For better or worse, that's become the way of the world, which means that when planning on-site experiences for conferences and meetings, social media should be laced throughout your programming and events.
Here is some practical advice for planning, publicizing, and executing a successful on-site social media strategy.
Evaluate your audience's social media preferences
Depending on the members that make up your association, determine what the most effective social media channels are to reach your event attendees.
Are they big on Facebook? Then plan to develop a strategy that is more discussion or visual content-based.
Are they a Twitter crowd? Then be prepared to have someone live-tweeting sessions, develop a conference hashtag well in advance, and research your biggest advocates on the network to make your own job easier.
Publicize event social media early and often
Start thinking about the social media experience for your conference as soon as you start planning it for the next year. You may choose to use a hashtag to distinguish your meeting on social networks and to make posts from it easily searchable.
If so, decide on one as early in the process as possible and make sure all those involved in planning know about it. Include it on all promotional materials or emails so that it gets in the head of your attendees. Use it in social media messaging leading up to the event and send out a few emails before the event, letting attendees know to use it when posting on-site.
Determine on-site social media responsibilities before the event
Before you even arrive on-site, determine who will be doing what with regards to social media. Is one team member better with Twitter? Maybe you want to assign them to pop in and out of sessions and do live tweeting. Is someone a better photographer? Maybe you want to let them handle photo sharing channels like Instagram or Facebook. Regardless, make sure that responsibilities are clear and defined.
Pro Tip: Instagram's integration with other social platforms such as Facebook and Twitter makes it a good option for sharing photos to multiple networks, all within one interface.
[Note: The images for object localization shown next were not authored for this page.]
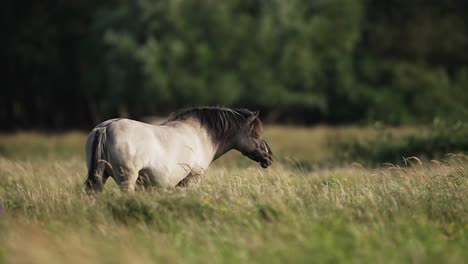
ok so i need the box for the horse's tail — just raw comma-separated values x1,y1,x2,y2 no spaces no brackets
85,127,109,193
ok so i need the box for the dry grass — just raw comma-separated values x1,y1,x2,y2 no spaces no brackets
0,127,467,263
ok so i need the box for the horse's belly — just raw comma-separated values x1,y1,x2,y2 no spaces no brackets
143,140,210,187
143,160,204,187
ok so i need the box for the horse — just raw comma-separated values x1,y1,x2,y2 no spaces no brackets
84,107,273,192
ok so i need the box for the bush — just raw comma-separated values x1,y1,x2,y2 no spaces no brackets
332,121,468,164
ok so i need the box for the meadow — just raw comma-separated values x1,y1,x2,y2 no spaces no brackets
0,126,467,264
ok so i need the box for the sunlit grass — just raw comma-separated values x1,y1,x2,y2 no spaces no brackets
0,127,467,263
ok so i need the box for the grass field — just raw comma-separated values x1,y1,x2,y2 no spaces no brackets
0,126,467,263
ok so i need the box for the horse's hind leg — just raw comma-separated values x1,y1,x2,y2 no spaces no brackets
85,171,109,193
113,167,139,192
135,170,152,191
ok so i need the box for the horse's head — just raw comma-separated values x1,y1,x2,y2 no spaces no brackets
234,111,273,168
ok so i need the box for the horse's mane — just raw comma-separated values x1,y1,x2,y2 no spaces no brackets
164,106,263,141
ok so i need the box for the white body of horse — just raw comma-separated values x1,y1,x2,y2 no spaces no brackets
85,118,220,190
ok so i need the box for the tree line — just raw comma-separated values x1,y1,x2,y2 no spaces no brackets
3,0,468,130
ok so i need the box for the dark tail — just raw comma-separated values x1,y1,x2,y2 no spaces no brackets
85,127,109,193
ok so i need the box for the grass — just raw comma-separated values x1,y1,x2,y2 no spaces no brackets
0,126,467,263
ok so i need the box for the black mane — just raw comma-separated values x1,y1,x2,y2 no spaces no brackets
165,106,259,141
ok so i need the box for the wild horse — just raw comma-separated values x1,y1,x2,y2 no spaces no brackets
84,107,273,192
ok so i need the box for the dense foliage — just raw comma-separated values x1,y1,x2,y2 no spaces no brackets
333,121,468,164
3,0,468,129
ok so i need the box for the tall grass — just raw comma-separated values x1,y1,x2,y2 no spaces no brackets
0,127,467,263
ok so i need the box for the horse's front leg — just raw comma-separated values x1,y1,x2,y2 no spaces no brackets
176,172,202,187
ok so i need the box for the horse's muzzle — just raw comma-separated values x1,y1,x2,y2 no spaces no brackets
244,140,273,168
260,159,271,168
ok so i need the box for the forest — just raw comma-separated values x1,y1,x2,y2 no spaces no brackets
3,0,468,129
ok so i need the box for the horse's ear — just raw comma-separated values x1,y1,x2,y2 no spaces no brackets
247,111,259,124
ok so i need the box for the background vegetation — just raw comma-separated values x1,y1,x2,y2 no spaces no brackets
3,0,468,129
333,121,468,165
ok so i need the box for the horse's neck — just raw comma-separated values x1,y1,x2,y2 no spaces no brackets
166,121,230,163
212,133,235,161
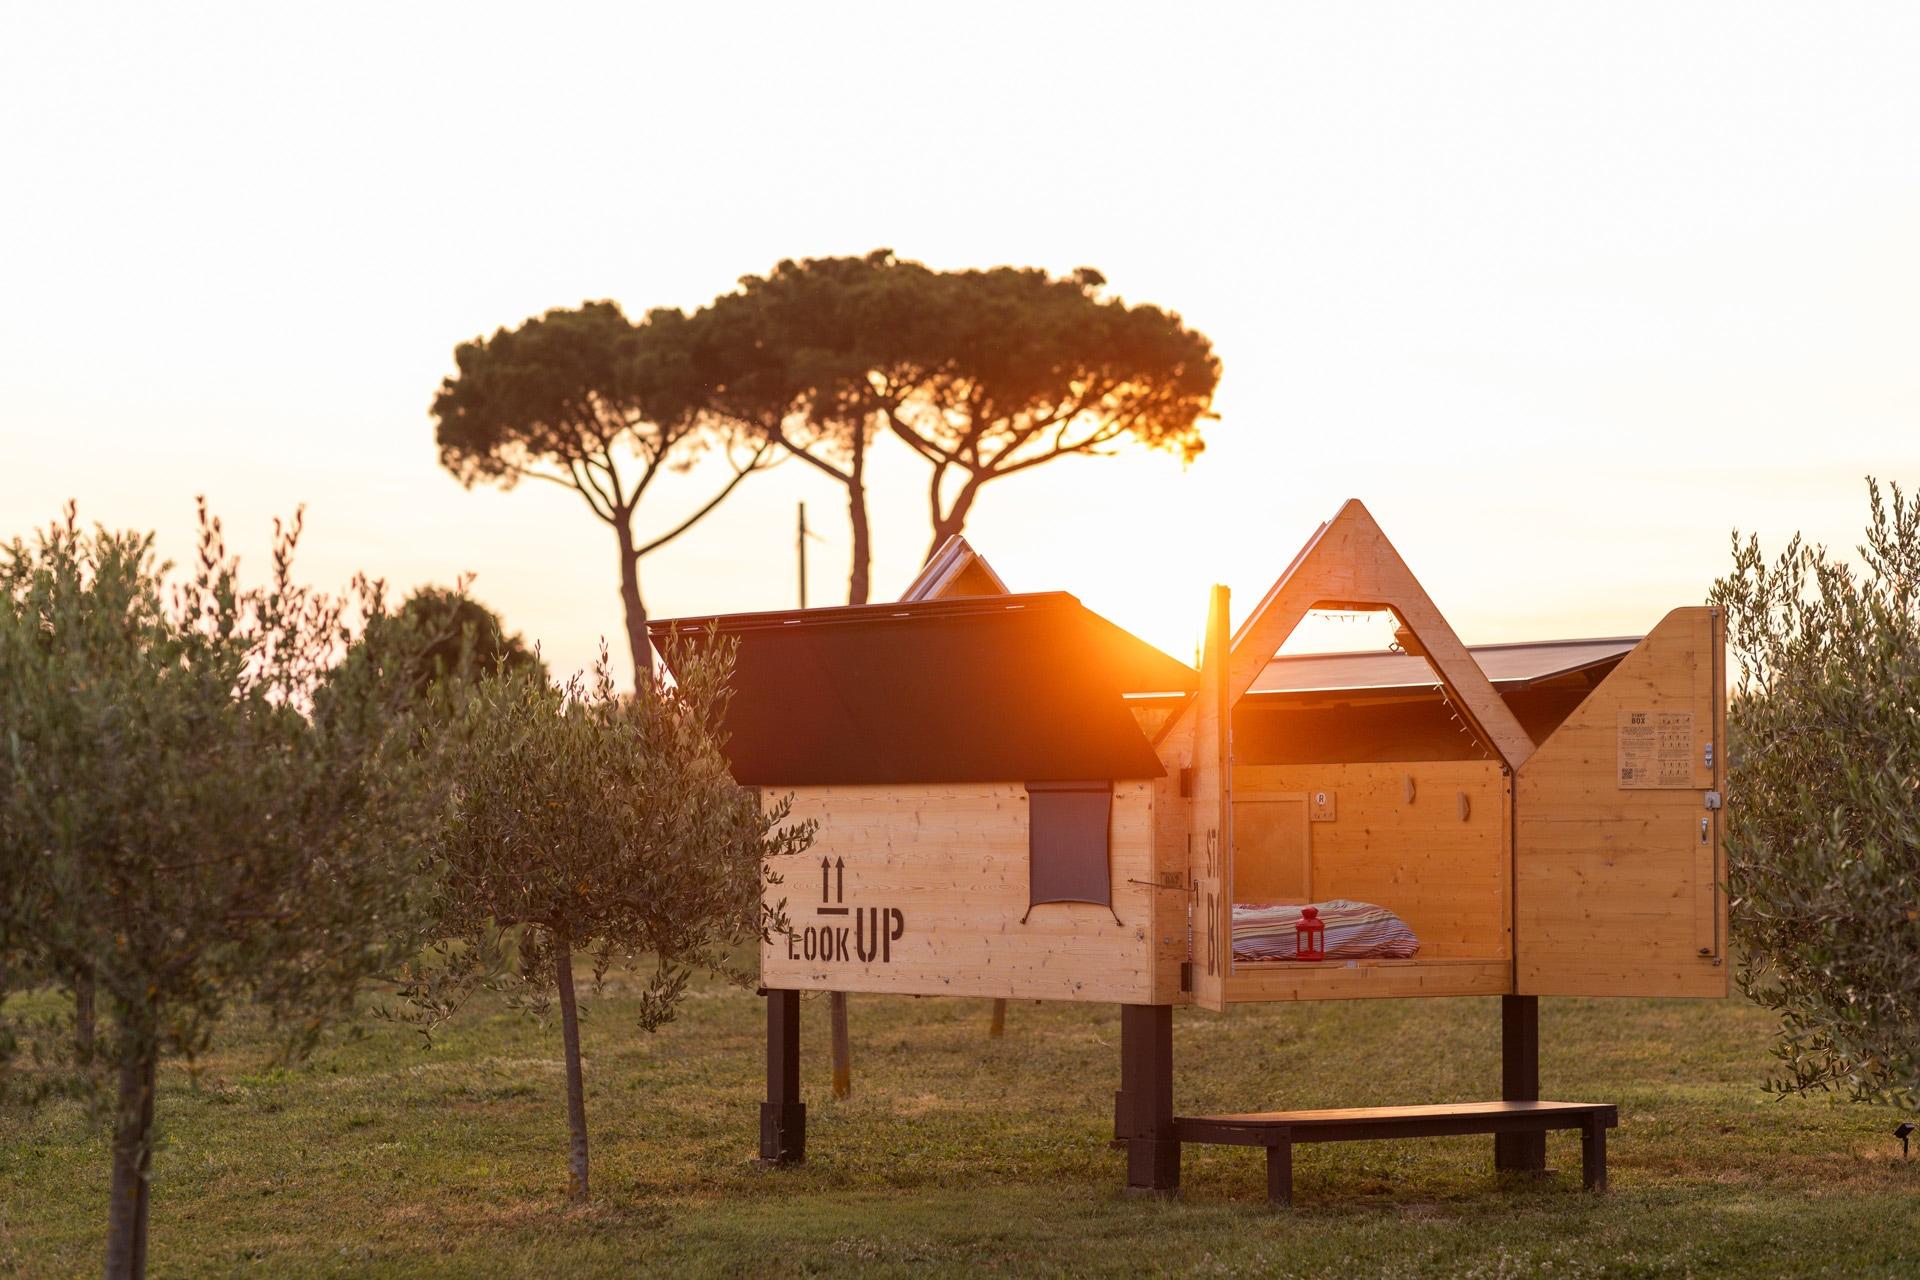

Set up a conference social media dashboard
When on-site, it can be useful to set up a dashboard that displays all social media channels and posts. A good way to do this is to sign up with Hootsuite, a social media management application. Once you have it set up, create a "Stream" that features your event's Twitter feeds, hashtags, mentions of your account, and any retweets. You can also use it to view Facebook posts, as well as a number of other social media platforms.
This is a great way to set up a "home base" while you're on-site and to monitor social activity and conversations from your event attendees.
Publicize social media throughout the event and encourage participation
What good is a well-planned and organized social media strategy if no one knows about it? You can solve this problem by publicizing any social media channels you’re using in event handouts, on signs around the conference venue, and in opening sessions. Why not ask your presenters to include relevant hashtags and their Twitter handles at the bottom of presentation slides? The point is, you need to get the word out through as many avenues as possible.
Pro Tip: Consider running a contest to encourage more social media engagement. For example, you could draw a winner from those who tweet using a conference hashtag. This is a simple and cost-effective way to drive participation.